Despite these findings, several limitations should be acknowledged. Significant heterogeneity existed regarding surgical procedures, local anesthetic regimens, TAP block techniques, and perioperative analgesic protocols [56]. Some included studies had relatively small sample sizes and variable methodological quality [57]. Long-term outcomes and chronic postoperative pain were inconsistently reported [58].

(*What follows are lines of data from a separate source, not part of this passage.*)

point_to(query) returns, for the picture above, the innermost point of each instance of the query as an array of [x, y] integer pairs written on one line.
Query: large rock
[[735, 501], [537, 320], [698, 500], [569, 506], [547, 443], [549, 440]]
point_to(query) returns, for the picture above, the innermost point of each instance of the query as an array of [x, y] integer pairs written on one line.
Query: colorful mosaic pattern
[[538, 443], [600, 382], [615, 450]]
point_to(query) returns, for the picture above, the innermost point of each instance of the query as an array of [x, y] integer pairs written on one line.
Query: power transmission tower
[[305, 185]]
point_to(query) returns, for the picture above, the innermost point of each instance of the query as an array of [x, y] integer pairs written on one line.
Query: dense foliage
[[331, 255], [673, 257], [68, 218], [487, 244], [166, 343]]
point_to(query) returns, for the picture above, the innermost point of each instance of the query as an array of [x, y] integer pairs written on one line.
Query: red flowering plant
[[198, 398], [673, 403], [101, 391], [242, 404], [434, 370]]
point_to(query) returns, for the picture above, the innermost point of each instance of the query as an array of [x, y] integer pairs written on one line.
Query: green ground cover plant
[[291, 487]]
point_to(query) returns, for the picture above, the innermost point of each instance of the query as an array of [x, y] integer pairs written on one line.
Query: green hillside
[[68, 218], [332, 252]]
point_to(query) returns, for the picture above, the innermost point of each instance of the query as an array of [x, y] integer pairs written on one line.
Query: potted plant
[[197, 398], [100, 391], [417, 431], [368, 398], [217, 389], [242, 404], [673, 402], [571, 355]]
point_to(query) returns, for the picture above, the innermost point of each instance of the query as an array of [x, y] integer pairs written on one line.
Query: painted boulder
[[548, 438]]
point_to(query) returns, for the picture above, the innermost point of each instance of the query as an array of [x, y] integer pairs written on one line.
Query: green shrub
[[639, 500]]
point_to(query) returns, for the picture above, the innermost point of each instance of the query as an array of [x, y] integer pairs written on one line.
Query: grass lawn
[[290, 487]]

Future large-scale multicenter randomized trials are necessary to establish standardized TAP block protocols and determine patient populations that benefit most from each analgesic technique [59].
CONCLUSION
TAP block is a safe and effective alternative to epidural analgesia following abdominal surgery. TAP block significantly reduces ICU stay, improves hemodynamic stability, and facilitates enhanced postoperative recovery while maintaining satisfactory analgesia. Epidural analgesia may still provide superior dynamic pain control in major open abdominal surgeries; however, TAP block offers fewer complications and aligns well with ERAS protocols. Further high-quality multicenter trials are required to establish definitive recommendations for postoperative analgesic strategies after abdominal surgery.